What Is a Buy Limit Order?
An order that allows traders to decide how much they pay by purchasing assets for less than or at a stated price, is known as a buy limit order. Use of a buy limit order assures investors that they will only be paying the buy limit order set price, or lower.
A buy limit order does not, however, guarantee that an order will be filled. If the stated price is not reached by the asset, the order will not be filled, meaning missed for the investor.
- A buy limit order allows investors to pick a specific price and assures that they will only pay that price or better.
- A buy limit order will only execute when the price of the stock is at or below the specified price
- A buy limit order will not execute if the ask price remains above the specified buy limit price.

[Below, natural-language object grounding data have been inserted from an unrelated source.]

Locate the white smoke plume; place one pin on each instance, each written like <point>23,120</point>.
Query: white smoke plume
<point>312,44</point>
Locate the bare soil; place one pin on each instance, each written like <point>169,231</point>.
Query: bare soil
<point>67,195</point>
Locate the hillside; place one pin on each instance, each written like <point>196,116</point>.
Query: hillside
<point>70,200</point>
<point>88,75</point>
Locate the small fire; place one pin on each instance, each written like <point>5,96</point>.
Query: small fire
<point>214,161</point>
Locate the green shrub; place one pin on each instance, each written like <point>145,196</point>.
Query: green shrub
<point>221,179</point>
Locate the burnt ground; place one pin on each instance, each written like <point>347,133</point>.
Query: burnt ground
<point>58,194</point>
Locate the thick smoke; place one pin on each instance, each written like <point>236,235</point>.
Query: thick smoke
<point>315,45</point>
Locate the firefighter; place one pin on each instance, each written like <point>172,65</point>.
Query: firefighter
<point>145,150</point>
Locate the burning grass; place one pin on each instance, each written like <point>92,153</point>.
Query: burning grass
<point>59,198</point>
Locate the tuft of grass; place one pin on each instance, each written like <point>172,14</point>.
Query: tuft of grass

- A buy limit order protects investors during a period of unexpected volatility in the market.
- A market order prioritizes speed of sale, above the price of the security.
When Is a Buy Limit Order Executed?
A buy limit order is only executed when the asking price is at or below the limit price specified in the order. Novice traders frequently forget that it is not the bid price that must be at their buy limit level but the ask price.
Suppose a trader expects a stock price to fall to $50 and wishes to buy the stock in the event that it does retrace downward to that level. If they place a buy limit order at $50 and the stock falls only to exactly the $50 level, their order is not filled, since $50 is the bid price, not the ask price. The current market price showing for a stock is always the bid price.
A trader must always be aware of what the current bid-ask spread is when considering placing a buy limit order. Even if the bid price falls below the specified buy limit price, the trader’s order is not filled if the ask price remains above their specified buy limit price.
A buy limit order is only guaranteed to be filled if the ask price drops below the specified buy limit price. If the ask price only trades exactly at the buy limit level, but not below it, then the trader’s order may or may not be filled. There may be more buy orders at that price level than there are sell offers, and therefore all buy limit orders at that price will not be filled.
Traders also have to keep in mind that the bid-ask spread can often widen considerably during volatile trading. A stock may be trading with a $1 spread between the bid and ask, but if there is a sudden, sharp price move, the bid-ask spread may temporarily widen to as much as $4 or $5.
Buy limit orders are more complicated than market orders to execute and may lead to higher brokerage fees.
Buy Limit Order vs. Market Order
A buy limit order allows you to set your desired criteria of what price you want to pay. Because buy limit orders do not initiate unless the specified price is met, they are a useful tool that can help investors avoid unexpected volatility in the market.
In a scenario where a general market order would execute during a “flash crash,” a buy limit order will not execute. This occurs because a buy market order puts the speed of execution before the price of the security. The buy limit order, on the other hand, is primarily concerned with the set price applied by the investor.